Friday, May 14, 2010

Cedar River Sockeye Hatchery A Multimillion Dollar Boondoggle

For over a decade sport fishing advocates have been calling for investment in a permanent Sockeye hatchery on the Cedar River. The current hatchery is considered temporary and has been operating since 1991 with capacity to produce 17 million hatchery smolts, the proposed permanent facility would nearly double smolt production from current levels and is expected to cost Seattle Public Utilities approximately 12 million dollars . Lake Washington supports one of the most popular salmon fisheries in the state, however recent returns of sockeye have been well below the 350,0o0 fish needed to open the fishery. Last year only 22,166 fish returned, the worst run on record.

A recent report from WDFW strongly suggests that adding more sockeye fry to the Lake Washington system would likely not result in a larger return of adult fish. Sockeye rear one or two years in the lake prior to migrating to sea and it is now believed that density dependent competition for resources is the primary limiting factor in the productivity of the Cedar population. Given these findings, adding more sockeye fry to the system would only compound the problem. Furthermore, sockeye are not native to the Cedar River and were originally transplanted from Baker Lake in the Skagit drainage in the early 1900s and more hatchery supplementation in the system could potentially increase competition for resources with ESA listed Chinook and Coho both of which are native to the Cedar.
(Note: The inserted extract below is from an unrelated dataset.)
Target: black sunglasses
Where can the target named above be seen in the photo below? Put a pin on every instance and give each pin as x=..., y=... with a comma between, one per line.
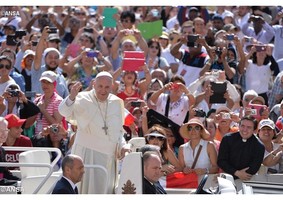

Still, sport fishing groups have continued to call for increased hatchery production despite the history of failure, poor performance of the current hatchery facility and the scientific evidence suggesting that the new hatchery would be a multi-million dollar waste of money. Instead Seattle Public Utility should use those funds to buy any available floodplain lands on the lower Cedar, restoring much needed connectivity to critically important floodplain habitats. Such off-channel and floodplain habitats are thought to be limiting factors in the productivity of coho and are also important for chinook. Flooding on the Cedar in recent years has caused millions of dollars of damage to homes, highlighting the need to move development out of the historic floodplain whenever possible.